To understand God’s purpose for men and women we need to go back to the beginning; that is where the Lord Jesus and the apostles based their teaching on the roles and function of men and women.
Adam was first
In Genesis 2:7 we read:
“And the LORD God formed man of the dust of the ground, and breathed into his nostrils the breath of life; and man became a living being.”
There are three important features to note about Adam’s life before Eve was created.
Firstly, the man (Adam) was placed in the garden of Eden to care for it and work in it (Genesis 2:15). He alone was given authority, by God, to govern the garden.
Secondly, the command to not eat from the tree of the knowledge of good and evil was given to Adam before Eve was created (Genesis 2:16). He would, we assume, be expected to teach this command to Eve.
Thirdly, Adam was given the responsibility of naming all the living creatures (Genesis 2:19); having that role demonstrated order and authority.
These features are highly significant. Adam was given enormous responsibilities and privileges before Eve was created, setting a pattern and teaching us about God’s design for man to be a leader.
In the New Testament, Paul draws from this pattern, not from prevailing culture and custom, to teach about roles within the church.
“And I do not permit a woman to teach or to have authority over a man, but to be in silence. For Adam was formed first, then Eve” (1 Timothy 2:12-13).
Eve out of Adam
God could have created Eve using whatever method He desired but He chose to create her from Adam’s rib (Genesis 2:21-22).
“Then the rib which the LORD God had taken from man He made into a woman, and He brought her to the man” (Genesis 2:22).
Once again, the New Testament casts more light on the purpose of creation’s order. When Paul details the role differences for men and women, he refers to Eve being formed after Adam.
“For a man indeed ought not to cover his head, since he is the image and glory of God; but woman is the glory of man. For man is not from woman, but woman from man” (1 Corinthians 11:7-8).

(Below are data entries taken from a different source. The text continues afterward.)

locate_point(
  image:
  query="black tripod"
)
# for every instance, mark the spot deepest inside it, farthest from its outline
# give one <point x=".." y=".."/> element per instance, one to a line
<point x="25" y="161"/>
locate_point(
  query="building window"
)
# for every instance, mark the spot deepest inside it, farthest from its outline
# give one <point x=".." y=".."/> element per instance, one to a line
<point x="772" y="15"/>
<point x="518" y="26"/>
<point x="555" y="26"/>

Paul’s teaching about headship and submission is drawn from creation. God could have created Adam and Eve simultaneously, but purposefully Adam was created first and Eve was created from Adam. Eve was not inferior in nature, and she shared equally in bearing the image of God, but the clear distinctions concerning role and function for men and women are based on the order of Genesis chapter 2.
William MacDonald helpfully writes, “Woman was taken not from Adam's head to dominate him, nor from his feet to be trodden down, but from under his arm to be protected, and from near his heart to be loved”.
Eve for Adam
We noted it was after Adam had been given the tasks of caring for the garden and naming the animals, that Eve was created from him. Although Adam had not complained, God stated:
"It is not good that man should be alone; I will make him a helper comparable to him” (Genesis 2:18).
It is worth noting that being a helper is not a lesser role as God Himself is frequently described as “a help” for His people (e.g., Hebrews 13:6).
A helper for Adam would not be another male but a female, who would be similar but different. She was to bear God’s image and be equally valued by Him, yet her purpose was to complement Adam. God’s design was for the woman to be a helper or support for the man, and He would give her all the resources and functionality required for that role. To emphasise the distinction in roles, it is helpful to understand that the woman’s role is defined in relation to the man as “a helper for him” but the man’s role is not described in that way.
Paul also emphasises this in his teaching on the submission and leadership roles of men and women.
“Nor was man created for the woman, but woman for the man” (1 Corinthians 11:9).
In the beginning God established the leader and helper roles for men and women. This is His wise and perfect design.
Adam names Eve
Finally, we have noted that God delegated the authority to Adam to name the animals. There are many examples in the Bible of God changing people’s names (e.g., Abram to Abraham, Sarai to Sarah). The names had meanings but also demonstrated God’s authority as name-giver.
When Eve was formed, Adam said:
"This is now bone of my bones and flesh of my flesh; she shall be called Woman, because she was taken out of Man” (Genesis 2:23).
Then, after the fall, when Adam and Eve had both been given gracious promises about childbearing, and before any children had been born, Adam displayed great faith by naming his wife.
“And Adam called his wife's name Eve, because she was the mother of all living” (Genesis 3:20).
The naming of his wife shows the headship of Adam over Eve. It was a headship and submission relationship designed by God for the functioning of men and women for all time in all cultures. When these distinctions are understood and accepted, we can know that we are functioning as God, our great Creator, intended.